足を中心に広がる疲れに耐えかねて天を仰ぐ。登りはじめた時よりも、こころなしか雲が多いように見えた。山の天気は変わりやすいというのは本当なんだな、と実感しつつも、高いところにやってきたせいか、もしくは登り終えたことによるものかちょっとだけ興奮している。
「これからどうするの。ソフトクリームでも食べる」
体はすっかり温まっているせいか、そんなことを尋ねた。以前登った時、売店があったのを覚ていたからだ。お母さんはちらりと倒れこんでいるお父さんを見たあと、今はちょっと動くのが難しそうね、と答えた。もう少し休んでからでもいいかと思い、お父さんに習って草原に転がろうとする。
「じゃあ、俺が買いに行ってくるよ」
いつの間にか傍にやってきていたらしい弟がそう申し出てきた。ちらりと見やると、顔にこそちょっとした疲れが出ているようだったけど、足腰自体はしっかりとしている。これが若さというやつか、なんて一歳しか年が違わないのに思ったりした。
「シロ君も疲れてるんじゃないの」
お母さんの問いかけに司郎は、大丈夫、と笑顔で応じたあと、こちらを見下ろした。座りこみながら見上げているとより背が高く感じられた。

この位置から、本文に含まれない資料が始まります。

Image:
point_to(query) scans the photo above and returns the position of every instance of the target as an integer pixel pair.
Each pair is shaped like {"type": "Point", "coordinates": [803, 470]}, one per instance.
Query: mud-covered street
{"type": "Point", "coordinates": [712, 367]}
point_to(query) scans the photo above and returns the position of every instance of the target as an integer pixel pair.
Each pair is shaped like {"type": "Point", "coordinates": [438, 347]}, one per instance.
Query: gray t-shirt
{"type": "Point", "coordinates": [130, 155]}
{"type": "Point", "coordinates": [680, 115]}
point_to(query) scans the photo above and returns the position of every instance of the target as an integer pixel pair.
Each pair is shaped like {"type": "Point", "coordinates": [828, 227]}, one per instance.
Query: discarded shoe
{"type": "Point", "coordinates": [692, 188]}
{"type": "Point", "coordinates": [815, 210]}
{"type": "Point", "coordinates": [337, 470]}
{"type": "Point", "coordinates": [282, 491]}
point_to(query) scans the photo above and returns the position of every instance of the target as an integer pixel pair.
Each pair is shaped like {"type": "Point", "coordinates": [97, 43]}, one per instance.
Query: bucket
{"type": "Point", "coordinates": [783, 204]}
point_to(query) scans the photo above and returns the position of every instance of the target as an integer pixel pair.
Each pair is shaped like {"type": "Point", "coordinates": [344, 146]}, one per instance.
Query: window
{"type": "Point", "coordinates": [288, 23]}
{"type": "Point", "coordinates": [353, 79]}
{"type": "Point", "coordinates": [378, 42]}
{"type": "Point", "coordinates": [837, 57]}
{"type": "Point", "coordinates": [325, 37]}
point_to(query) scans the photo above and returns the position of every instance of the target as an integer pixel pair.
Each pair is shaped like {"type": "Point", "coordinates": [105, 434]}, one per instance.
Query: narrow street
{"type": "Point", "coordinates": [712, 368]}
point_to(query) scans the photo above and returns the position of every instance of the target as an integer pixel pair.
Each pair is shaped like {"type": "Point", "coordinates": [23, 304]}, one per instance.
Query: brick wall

「姉ちゃんも手伝ってくれないかな。俺一人じゃ四人分持つのはちょっと厳しいし」
その提案にもう少しだけ休ませて欲しいと思いつつも、あまり弱いところを見せたくもなくて立ち上がり、お母さんから差し出されたお札を受けとって、ありがとう、と言った。
「じゃあ、行ってくるよ」
お母さんと転がったままのお父さんに声をかける司郎に続いて、行ってきます、と小声で口にする。手を振る二人を見守ったあと、弟の後ろについていった。
「悪いね。疲れてそうなのに」
「だったら、一人で行ってくればいいのに」
さっそく文句を弟の頭の後ろに投げかけつつも、頭が糖分を求めていたのでちょうど良かったのかもしれないとも思う。司郎は紺色の長袖シャツ越しに背中を掻いたあと、人手が足りなかったから勘弁してもらえないかな、なんて言ってきた。
「別にいいけど」
正直なところ口にしてみただけなので、すぐに許す。司郎は、ありがとう、と答えたあと、歩幅を弛めて左隣に並んできた。私は意図を察して、周りを窺う。お父さんとお母さんはもう既に見えなくなっていて、知り合いらしき人も今のところみつけられない。左手の方を見下ろせば、弟が何か持ちたそうに右手を差しだしてきていたので、優しくつかむ。途端に弟の頬が弛んだ。
「売店のちょっと前までね」
「わかってる」
相変わらず物分りがいい子だ。というよりも、慣れだろうか。どっちでもいいけど。そんな風に思いながら、指を一本一本絡め直していく。左の掌からは生温かさが伝わってきた。
私たちみたいな四人家族、カップル、老夫婦、山登りのプロっぽい若い男性。色々な人とすれ違っている間も、手を離さない。どう見られてるんだろう、なんてちょっとだけ思ったけど、たぶんどうも見られてない。こういうところでいちいちすれ違う誰かの顔なんて覚えないだろうし。
「ねえ」
ちゃん、と続けようとして止めたのか、ただ尋ねただけなのか。その中身ははっきりとしなかったけど、大意に差はないので、なに、と聞き返す。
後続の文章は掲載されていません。